Alain Rey
L’amour du français :
contre les puristes et autres censeurs de la langue
Denoël, 2007
Points, coll. « Le goût des mots », 2009, 320 p.,
14,50 $
Au-delà des
frontières
Le 29 avril dernier, j’assistais
à une rencontre d’écrivains français et québécois ayant participé à l’aventure
d’Une incorrigible passion (Fide,
2016), un essai collectif mené de main de maître par Jo Ann Champagne.
L’événement s’est déroulé à la Libraire du Québec à Paris, au 30 Gay-Lussac,
non loin du Panthéon et des Jardins du Luxembourg. Les invités racontaient, à
tour de rôle, l’importance du livre dans leur vie personnelle et professionnelle,
résumant ainsi leur point de vue exprimé dans le collectif.
Parmi eux, il y avait Alain Rey –
prononcé Rè –, le père du dictionnaire Robert
contemporain, mais aussi d’un nombre impressionnant d’ouvrages traitant de la
langue française et d’autres sujets connexes. Né le 30 août 1928, l’honnête
homme n’a rien perdu de sa verve et son flot verbal est tout sauf ennuyant. Si
bien que je n’ai pu quitter la librairie sans me procurer L’amour du français : contre les puristes et autres censeurs de la
langue, histoire de mettre en contexte ses interventions aussi pertinentes
qu’à-propos et de pérenniser cette rencontre.
Comment résumer l’histoire de la
langue française, de ses origines à nos jours, présentée sous le regard acéré et
amusé de l’un des plus éminents linguistes et lexicographes du 20e siècle,
sinon qu’en retenant ce passage : « Il nous semble parfois que les
sociétés riches, industrielles, dramatisent à l’excès leurs problèmes, parlant
de "crise" ou prévoyant même la mort prochaine de la langue, alors
qu’il ne s’agit que d’un ajustement nécessaire, normal, évolutif et toujours à
reprendre. »
On comprend ainsi qu’il est
normal qu’une langue, ici le français, utilisée par un nombre relatif de
locuteurs soit en mouvement constant et surtout qu’elle soit capable de
s’adapter aux réalités vécues par ceux-ci. C’est quand ce mouvement cesse
qu’elle s’étiole, parfois jusqu’à ce que mort s’ensuive. Inquiétons-nous, par
exemple, de la réduction du pourcentage de citoyens dont le français n’est pas
la langue maternelle ou pour qui elle n’est pas la première source de
communication.
Or, la langue française a depuis
ses origines – très bien racontées par A. Rey dont on apprécie la vastitude de l’érudition
page après page – vit une véritable quadrature du cercle: être la même à l’oral
qu’à l’écrit. J’ajoute à ce dilemme : elle doit aussi être « identique »

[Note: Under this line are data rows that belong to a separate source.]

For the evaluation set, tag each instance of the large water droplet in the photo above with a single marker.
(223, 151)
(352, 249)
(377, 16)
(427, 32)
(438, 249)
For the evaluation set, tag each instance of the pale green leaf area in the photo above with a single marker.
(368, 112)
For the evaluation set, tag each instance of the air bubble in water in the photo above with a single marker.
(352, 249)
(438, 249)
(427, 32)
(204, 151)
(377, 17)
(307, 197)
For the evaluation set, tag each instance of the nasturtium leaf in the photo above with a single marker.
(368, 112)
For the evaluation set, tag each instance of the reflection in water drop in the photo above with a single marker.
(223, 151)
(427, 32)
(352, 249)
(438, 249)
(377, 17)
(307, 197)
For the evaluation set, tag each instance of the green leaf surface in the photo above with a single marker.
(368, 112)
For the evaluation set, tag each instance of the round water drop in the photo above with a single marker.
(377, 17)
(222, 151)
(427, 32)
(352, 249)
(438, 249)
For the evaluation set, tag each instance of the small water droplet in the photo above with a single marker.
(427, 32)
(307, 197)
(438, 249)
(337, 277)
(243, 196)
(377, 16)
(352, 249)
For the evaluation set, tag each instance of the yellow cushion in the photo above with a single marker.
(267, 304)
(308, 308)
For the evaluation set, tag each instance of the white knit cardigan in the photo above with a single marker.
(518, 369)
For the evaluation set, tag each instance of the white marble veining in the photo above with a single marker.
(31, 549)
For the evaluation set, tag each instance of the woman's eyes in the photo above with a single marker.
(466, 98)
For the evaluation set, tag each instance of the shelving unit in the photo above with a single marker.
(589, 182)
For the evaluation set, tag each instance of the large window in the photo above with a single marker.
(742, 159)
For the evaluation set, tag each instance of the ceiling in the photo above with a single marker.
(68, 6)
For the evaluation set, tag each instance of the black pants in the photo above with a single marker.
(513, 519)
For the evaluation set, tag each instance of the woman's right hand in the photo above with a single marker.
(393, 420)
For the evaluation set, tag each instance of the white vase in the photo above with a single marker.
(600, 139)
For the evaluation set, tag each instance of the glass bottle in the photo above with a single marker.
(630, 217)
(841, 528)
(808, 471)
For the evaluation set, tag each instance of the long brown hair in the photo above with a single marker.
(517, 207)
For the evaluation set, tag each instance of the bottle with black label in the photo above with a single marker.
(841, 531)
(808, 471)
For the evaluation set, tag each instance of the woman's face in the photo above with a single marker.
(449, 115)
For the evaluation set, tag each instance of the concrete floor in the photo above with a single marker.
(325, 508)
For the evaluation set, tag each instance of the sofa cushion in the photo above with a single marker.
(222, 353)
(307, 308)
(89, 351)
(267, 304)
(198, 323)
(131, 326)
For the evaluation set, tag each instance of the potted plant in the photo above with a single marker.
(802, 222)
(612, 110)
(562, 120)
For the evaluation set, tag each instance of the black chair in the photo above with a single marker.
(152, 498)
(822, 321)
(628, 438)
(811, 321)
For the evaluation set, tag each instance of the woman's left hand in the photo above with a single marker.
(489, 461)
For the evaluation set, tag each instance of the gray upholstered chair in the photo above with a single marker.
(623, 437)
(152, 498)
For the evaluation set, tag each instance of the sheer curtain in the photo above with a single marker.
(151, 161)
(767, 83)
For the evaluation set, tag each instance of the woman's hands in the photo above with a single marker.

partout sur la planète où se trouvent ses locuteurs. La difficulté n’est pas
tant le vocabulaire, les mots, mais leur organisation des locutions aux idiomes,
voire à la grammaire.
Lorsque le Richelieu créa
l’Académie française en 1634 sous Louis XIII, la langue française n’était pas
alors au même stade d’implantation sur tout le territoire français. C’est ce
qui a fait dire à Jean-Claude Germain que c’est au Québec que le français n’a
pas eu d’autre choix que de s’implanter avec l’arrivée des colons. Or,
l’Académie a évolué sans perdre de vue sa mission de «standardiser» l’usage de
la langue, entre autres par son dictionnaire, le premier paru en 1694 et le
neuvième étant en préparation depuis des lustres. Ne devrait-elle pas se
«moderniser» en tenant compte des réalités territoriales différentes d’un pays
à l’autre où le français est la langue maternelle, sinon officielle?
Cette lecture et ce que j’y ai
appris me fut une véritable épiphanie, une «prise de conscience soudaine et
lumineuse de la nature profonde» de la bien nommée langue maternelle et de l’importance
qu’elle a sur ma vie quotidienne, personnelle et professionnelle.
L’amour du français: contre les puristes et autres censeurs de la
langue, j’en conviens, n’est pas un livre de chevet, mais la rigueur de l’étude
ne doit pas rebuter ni freiner notre lecture. On peut poursuivre ce voyage
initiatique en parcourant À mots
découverts et Encore des mots à
découvrir, d’inspirantes capsules linguistiques tirées d’une émission radio
quotidienne tenue par Alain Rey au début des années 2000.